January 28

What was advertised in a colonial American newspaper 250 years ago today?

South-Carolina Gazette and Country Journal (January 28, 1772).

“Those who are animated by the Wish of seeing Native Fabrications flourish in AMERICA.”

Robert Bell worked to create an American literary marketplace in the second half of the eighteenth century.  The flamboyant bookseller, publisher, and auctioneer commenced his efforts before the American Revolution, sponsoring the publication of American editions of popular titles that other booksellers imported.  His strategy included extensive advertising campaigns in newspapers published throughout the colonies.  He established a network of local agents, many of them printers, who inserted subscription notices in newspapers, accepted advance orders, and sold the books after they went to press.
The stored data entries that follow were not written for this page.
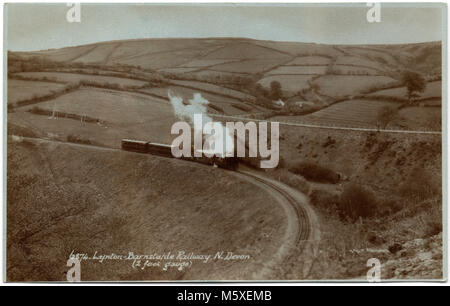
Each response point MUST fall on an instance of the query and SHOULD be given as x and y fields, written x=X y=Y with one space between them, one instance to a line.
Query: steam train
x=165 y=150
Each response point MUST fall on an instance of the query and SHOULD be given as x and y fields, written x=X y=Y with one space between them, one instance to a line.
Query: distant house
x=278 y=103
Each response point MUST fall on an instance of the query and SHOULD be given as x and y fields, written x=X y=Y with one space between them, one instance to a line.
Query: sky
x=44 y=26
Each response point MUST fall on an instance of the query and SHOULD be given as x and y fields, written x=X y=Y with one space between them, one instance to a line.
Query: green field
x=19 y=90
x=342 y=85
x=351 y=113
x=74 y=78
x=432 y=90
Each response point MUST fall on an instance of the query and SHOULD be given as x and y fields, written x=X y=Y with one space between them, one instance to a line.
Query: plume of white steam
x=198 y=106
Those subscription notices often featured identical copy from newspaper to newspaper.  For instance, Bell attempted to drum up interest in William Blackstone’s Commentaries on the Laws of England in 1772.  Advertisements that appeared in the Providence Gazette, the South-Carolina Gazette and Country Journal, and other newspapers all included a headline that proclaimed, “LITERATURE.”  Bell and his agents tailored the advertisements for local audiences, addressing the “Gentlemen of Rhode-Island” in the Providence Gazette and the “Gentlemen of SOUTH-CAROLINA” in the South-Carolina Gazette and Country Journal.  In each instance, though, they encouraged prospective subscribers to think of themselves as a much larger community of readers by extending the salutation to include “all of those who are animated by the Wish of seeing Native Fabrications flourish in AMERICA.”

Bell aimed to cultivate a community of American consumers, readers, and supporters of goods produced in the colonies, offering colonizers American editions of Blackstone’s Commentaries and other works “Printed on American Paper.”  Given the rate that printers reprinted items from one newspaper to another, readers already participated in communities of readers that extended from New England to Georgia, but Bell’s advertisements extended the experience beyond the news and into the advertisements.  He invited colonizers to further codify a unified community of geographically-dispersed readers and consumers who shared common interests when it came to both “LITERATURE” and “the Advancement” of domestic manufactures.  To do so, they needed to purchase his publications.